Our protagonist has no consistent personality. We are just to assume that she is eloquent, passionate, and good-hearted because she is the protagonist, in spite of the fact that she has been nothing but insolent and stubborn up until this point. A scant twenty minutes earlier, Jyn gives us the immature wisdom that flags don’t matter as long as you don’t look up. Now Jyn, a complete stranger to most, is schooling a room full of seasoned veterans on why fighting the Empire is so important. If that isn’t lazy writing, I don’t know what is.

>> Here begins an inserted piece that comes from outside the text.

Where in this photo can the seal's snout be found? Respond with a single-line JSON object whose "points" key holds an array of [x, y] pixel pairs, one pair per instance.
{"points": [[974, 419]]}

Jyn’s only real character trait is unexplained insolence. So, when her father dies, a character who we also know nothing about, it’s supposed to be dramatic, but the scene has no weight because the characters experiencing the suffering are hollow. This is the same hollow event that is supposed to be the catalyst for Jyn’s complete one-eighty, which plays itself out in the aforementioned speech. Again, this is lazy, hacky writing, plain and simple.
For the most part, Jyn is only a character in relation to the other characters, which is especially terrible because she is supposed to be the heroine. She is Cassian’s prisoner, Gerrera’s ward (how and in what way is anyone’s guess), Galen’s daughter, but she has no personality, no motivations of her own — a problem that, unfortunately, afflicts many female characters written by male writers. All Jyn has is a poorly-explained backstory that is supposed to make her a real person, but having a backstory doesn’t make someone a good character. Even the trope-ridden, blind, ex-Jedi Imwe is more of a character than Jyn is, and all we know about his backstory is merely implied.
At the end of the day, Rogue One is a Hollywood blockbuster. It has the Star Wars stamp of approval, some cool scenes, and all the right sci-fi feels, but it’s terribly written characters, gratuitous, boring action, and too-fast plot all point to the fact that it’s a money-maker in a money-maker’s game.
To put it more bluntly; It’s shallow crap, by and large. Sometimes shallow crap is just fine. I actually appreciate shallow crap when it’s supposed to be shallow crap (like How I Met Your Mother), but Rogue One isn’t. It’s supposed to be the epic tale of the heroes who helped take down the Empire and to fill the gap between Revenge of the Sith and A New Hope. Instead, we get a blockbuster full of crappy, poorly-written characters that fail to save the story we already know the ending of. That disappoints me. I was expecting more, but maybe that was my mistake.
2½ out of 5 stars, because a movie with no characters is only half a movie.